On demande un peu de respect et d’humanité
«Est-ce que c’est si compliqué de parler aux chefs, de les prévenir avec un simple “Attention, on a senti une baisse dans la régularité de la qualité”. Ce serait plus simple de redresser le tir, et plus respectueux, mais surtout plus humain. Qui pourrait croire que perdre une étoile pourrait provoquer tant de souffrance ? Grace aux restaurants, le guide existe et génère un business et grâce au guide nous travaillons bien. Mais que le guide observe bien la destruction qu’il engendre quand il ne dit rien, qu’il ne nous alerte pas», souligne Vincent Lucas. «On demande un peu d’humanité et de respect. Le guide se comporte comme les avis déposés sur Tripadvisor », lâche le chef, «on découvre la note mais sans le commentaire, plus tard, et anonymement, alors qu’ils étaient chez nous dans notre maison.»
Le 18 janvier, ils s’étaient réunis entre chefs pour regarder la cérémonie. Parmi eux, son ami Sébastien Sanjou, qui décroche son étoile Michelin à Paris; euphorie, embrassade, joie partagée entre chefs. Puis Lucas reçoit un appel d’un journaliste « est-ce que vous confirmez que vous avez perdu l’étoile ? ». Silence. Paralysie. Il raccroche, il vérifie. Et d’une émotion à l’autre c’est le cataclysme.
«A ce jour, j’ai eu des centaines de messages de soutien des amis et des chefs. Je n’ai pas encore eu le courage de répondre à tous, mais je les en remercie et je le ferai, c’est la moindre des choses ».
Par contre aucun appel du Michelin, et de son coté, il ne les contactera pas non plus. Le mal est fait.
En 2007, c’est l’ “Etincelles”
Né à Nice en 1973, diplômé d’un BTS hôtellerie-restauration et d’un BTH, il fait ses armes chez Philippe Bardau à la « Cantine des Gourmets », poursuit aux « Fermes de Marie » à Megève avec Nicolas Lebec puis chez René Gillard à «L ’Esplanade » à Domme. En 2001, première place de chef à « La Villa Morelia » à Jausiers qui le récompense d’une étoile Michelin en 2006. Puis avec son épouse Anne, ils s’installent à « la Gentilhommière », à Sainte Sabine Le Bon avec une dizaine de chambres et le restaurant «Étincelles». En 2009, il gagne pour la seconde fois une première étoile Michelin qu’il conservera pendant 12 ans, récompensant une cuisine instinctive, «trash » du cœur, émotionnelle.

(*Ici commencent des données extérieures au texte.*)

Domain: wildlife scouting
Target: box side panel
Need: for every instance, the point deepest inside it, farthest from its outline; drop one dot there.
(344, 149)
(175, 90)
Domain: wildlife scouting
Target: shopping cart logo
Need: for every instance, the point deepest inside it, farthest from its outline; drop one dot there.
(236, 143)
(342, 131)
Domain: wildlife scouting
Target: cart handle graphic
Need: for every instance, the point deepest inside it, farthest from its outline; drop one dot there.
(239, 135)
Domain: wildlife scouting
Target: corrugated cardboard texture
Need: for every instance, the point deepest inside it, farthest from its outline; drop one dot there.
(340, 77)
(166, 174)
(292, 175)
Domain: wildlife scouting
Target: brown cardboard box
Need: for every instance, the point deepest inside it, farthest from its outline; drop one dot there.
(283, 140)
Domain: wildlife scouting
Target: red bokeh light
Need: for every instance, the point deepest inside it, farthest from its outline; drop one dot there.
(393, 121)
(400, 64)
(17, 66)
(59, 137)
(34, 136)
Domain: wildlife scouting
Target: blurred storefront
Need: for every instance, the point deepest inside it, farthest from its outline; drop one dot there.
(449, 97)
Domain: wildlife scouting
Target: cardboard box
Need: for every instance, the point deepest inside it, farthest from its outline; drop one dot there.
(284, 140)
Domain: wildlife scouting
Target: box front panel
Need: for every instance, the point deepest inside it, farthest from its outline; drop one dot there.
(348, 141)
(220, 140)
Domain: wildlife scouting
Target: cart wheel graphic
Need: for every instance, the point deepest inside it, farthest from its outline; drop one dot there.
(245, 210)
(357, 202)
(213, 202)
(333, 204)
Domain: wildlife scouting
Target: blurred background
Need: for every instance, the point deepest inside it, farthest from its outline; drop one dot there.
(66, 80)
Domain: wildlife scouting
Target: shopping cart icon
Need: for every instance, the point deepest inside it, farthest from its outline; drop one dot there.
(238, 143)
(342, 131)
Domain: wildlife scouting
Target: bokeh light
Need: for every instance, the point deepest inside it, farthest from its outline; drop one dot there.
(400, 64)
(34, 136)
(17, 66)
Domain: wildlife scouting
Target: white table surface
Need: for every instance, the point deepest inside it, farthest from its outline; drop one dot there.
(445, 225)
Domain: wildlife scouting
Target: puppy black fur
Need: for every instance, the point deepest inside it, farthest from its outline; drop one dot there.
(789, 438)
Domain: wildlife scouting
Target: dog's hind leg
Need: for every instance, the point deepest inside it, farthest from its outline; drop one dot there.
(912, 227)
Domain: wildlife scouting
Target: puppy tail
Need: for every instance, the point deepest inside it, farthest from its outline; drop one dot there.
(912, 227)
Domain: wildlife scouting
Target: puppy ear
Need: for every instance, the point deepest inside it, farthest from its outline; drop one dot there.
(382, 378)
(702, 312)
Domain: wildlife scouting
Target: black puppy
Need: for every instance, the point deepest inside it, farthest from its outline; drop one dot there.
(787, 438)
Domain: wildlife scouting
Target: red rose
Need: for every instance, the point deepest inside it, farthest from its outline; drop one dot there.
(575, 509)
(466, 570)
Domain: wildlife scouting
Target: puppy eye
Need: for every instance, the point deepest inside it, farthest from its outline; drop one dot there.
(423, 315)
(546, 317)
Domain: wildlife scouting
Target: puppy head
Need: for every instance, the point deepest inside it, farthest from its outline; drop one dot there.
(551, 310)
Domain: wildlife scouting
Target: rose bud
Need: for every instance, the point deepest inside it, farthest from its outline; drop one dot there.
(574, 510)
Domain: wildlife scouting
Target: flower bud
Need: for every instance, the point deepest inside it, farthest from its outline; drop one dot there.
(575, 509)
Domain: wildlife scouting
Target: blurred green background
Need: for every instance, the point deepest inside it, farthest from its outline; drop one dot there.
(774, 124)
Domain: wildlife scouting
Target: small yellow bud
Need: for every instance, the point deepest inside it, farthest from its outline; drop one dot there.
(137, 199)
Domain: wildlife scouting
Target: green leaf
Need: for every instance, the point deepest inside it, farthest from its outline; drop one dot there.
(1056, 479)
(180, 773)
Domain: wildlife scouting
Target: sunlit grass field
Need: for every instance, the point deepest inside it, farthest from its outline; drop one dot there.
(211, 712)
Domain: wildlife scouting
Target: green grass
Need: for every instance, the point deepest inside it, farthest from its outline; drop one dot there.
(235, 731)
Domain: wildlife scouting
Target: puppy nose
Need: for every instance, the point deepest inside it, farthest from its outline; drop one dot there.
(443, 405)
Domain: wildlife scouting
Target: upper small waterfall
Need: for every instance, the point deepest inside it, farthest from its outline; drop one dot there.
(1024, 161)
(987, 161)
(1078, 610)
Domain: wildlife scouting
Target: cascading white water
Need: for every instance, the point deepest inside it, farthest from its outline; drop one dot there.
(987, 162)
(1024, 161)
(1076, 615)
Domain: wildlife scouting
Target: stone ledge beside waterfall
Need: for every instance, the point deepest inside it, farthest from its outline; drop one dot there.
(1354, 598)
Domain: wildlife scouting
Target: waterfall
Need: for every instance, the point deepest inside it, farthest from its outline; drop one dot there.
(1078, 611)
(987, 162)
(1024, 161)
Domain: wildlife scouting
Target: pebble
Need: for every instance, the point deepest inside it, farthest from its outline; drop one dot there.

En 2021, il projette de vendre son affaire et d’entreprendre de nouveaux projets, travaillant sur une épicerie en ligne et pourquoi ne pas s’aérer l’esprit avec un food’ truck. Quant aux étoiles Michelin, y renoncera-t-il ?
NON.
«Personnellement, je n’ai jamais remercié le Michelin pour ces 12 années étoilées, car je n’ai jamais été dans ma vie le fayot de service, mais plutôt le perturbateur bon élève du fond de la classe. C’est un peu comme si on remerciait tripadvisor d’avoir une bonne note ou même Google, car finalement tout ça c’est la même chose, des Avis… Je peux juste remercier le guide d’exister, de faire rayonner la France à travers le monde, que mon village ait pu avoir son point rouge sur une carte visible à l’autre bout du monde. Je souhaitais également remercier Anne pour ces années de dévouement et d’avoir toujours cru en moi. Femme de chef n’est pas un métier facile et encore plus dans notre cas, où nous n’avions pas de bras droits ni de petites mains », concluant dans un baroud d’honneur : « Que la force soit avec nous, mais changeons un peu cette phrase culte en : Que la force soit entre nous ! »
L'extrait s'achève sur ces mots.